Bastow, P. J., Del Vecchio, Marsh, Witmer and Henry, JJ.
Memorandum: In setting aside the verdicts the court said: "The verdict herein was clearly inadequate and furthermore, after said verdict was reported a juror in consultation with the court revealed certain matters to the court that in the court's opinion is sufficient to set aside the determination of damages." The court said further that the verdicts were against the weight of the evidence. We disagree. It was a question of fact whether the plaintiff wife's phlebitis was related to the accident, and in view of her failure to call as a witness the doctor who treated her during her first hospitalization after the accident, and the testimony of defendants' doctor that the first hospitalization could not have caused the phlebitis, the jury was warranted in limiting her recovery to the whiplash injury. The objective evidence with respect to such injury indicated that it was not severe, and although the verdict for the wife was far from generous, it may not be said as a matter of law that it was inadequate.

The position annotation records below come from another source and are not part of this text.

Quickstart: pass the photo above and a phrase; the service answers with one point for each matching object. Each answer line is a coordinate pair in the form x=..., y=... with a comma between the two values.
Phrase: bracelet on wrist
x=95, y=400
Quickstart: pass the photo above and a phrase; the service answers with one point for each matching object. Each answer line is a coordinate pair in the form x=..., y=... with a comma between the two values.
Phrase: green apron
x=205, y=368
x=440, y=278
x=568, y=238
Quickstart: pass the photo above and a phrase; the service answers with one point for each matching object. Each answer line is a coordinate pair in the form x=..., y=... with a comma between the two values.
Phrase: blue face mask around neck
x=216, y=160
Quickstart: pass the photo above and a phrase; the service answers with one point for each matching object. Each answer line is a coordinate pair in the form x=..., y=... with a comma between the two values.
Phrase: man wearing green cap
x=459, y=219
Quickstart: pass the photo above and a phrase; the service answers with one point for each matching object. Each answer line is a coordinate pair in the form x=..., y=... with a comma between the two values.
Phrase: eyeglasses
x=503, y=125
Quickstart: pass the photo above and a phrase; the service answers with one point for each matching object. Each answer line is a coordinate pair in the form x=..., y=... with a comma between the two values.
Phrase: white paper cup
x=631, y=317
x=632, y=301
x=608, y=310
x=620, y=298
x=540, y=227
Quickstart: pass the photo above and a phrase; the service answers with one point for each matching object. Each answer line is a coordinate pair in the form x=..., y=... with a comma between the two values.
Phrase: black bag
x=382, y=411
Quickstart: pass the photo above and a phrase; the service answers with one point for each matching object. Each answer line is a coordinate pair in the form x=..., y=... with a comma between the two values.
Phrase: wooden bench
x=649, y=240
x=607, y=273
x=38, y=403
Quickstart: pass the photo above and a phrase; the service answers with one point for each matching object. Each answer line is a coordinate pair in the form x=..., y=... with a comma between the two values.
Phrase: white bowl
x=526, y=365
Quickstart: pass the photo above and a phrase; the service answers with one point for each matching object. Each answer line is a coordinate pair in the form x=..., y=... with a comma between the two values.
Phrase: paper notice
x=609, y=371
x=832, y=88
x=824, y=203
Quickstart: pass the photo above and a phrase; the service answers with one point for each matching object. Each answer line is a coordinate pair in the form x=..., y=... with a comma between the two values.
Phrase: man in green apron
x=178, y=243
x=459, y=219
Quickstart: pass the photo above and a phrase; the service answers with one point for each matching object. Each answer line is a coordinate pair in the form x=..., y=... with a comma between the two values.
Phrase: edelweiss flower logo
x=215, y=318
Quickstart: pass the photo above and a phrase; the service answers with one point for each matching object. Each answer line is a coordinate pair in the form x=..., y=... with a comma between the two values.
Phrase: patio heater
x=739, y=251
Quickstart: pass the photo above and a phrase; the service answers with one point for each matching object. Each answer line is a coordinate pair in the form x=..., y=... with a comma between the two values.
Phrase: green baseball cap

The verdict for the husband included all the special damages related to the traumatic injury and a reasonable amount for his loss of his wife's services by reason thereof; and it cannot be said to be inadequate. It should be added that before the court may place reliance upon an off-the-record statement of a juror made after the verdict, the parties should be afforded an opportunity to examine the juror in open court (see Hosford v. New York State Elec. & Gas Corp., 285 App. Div. 992; and Kessler v. Fifth Ave. Coach Co., 254 App. Div. 800).
Order unanimously reversed on the law and facts motion denied, and verdicts reinstated, without costs.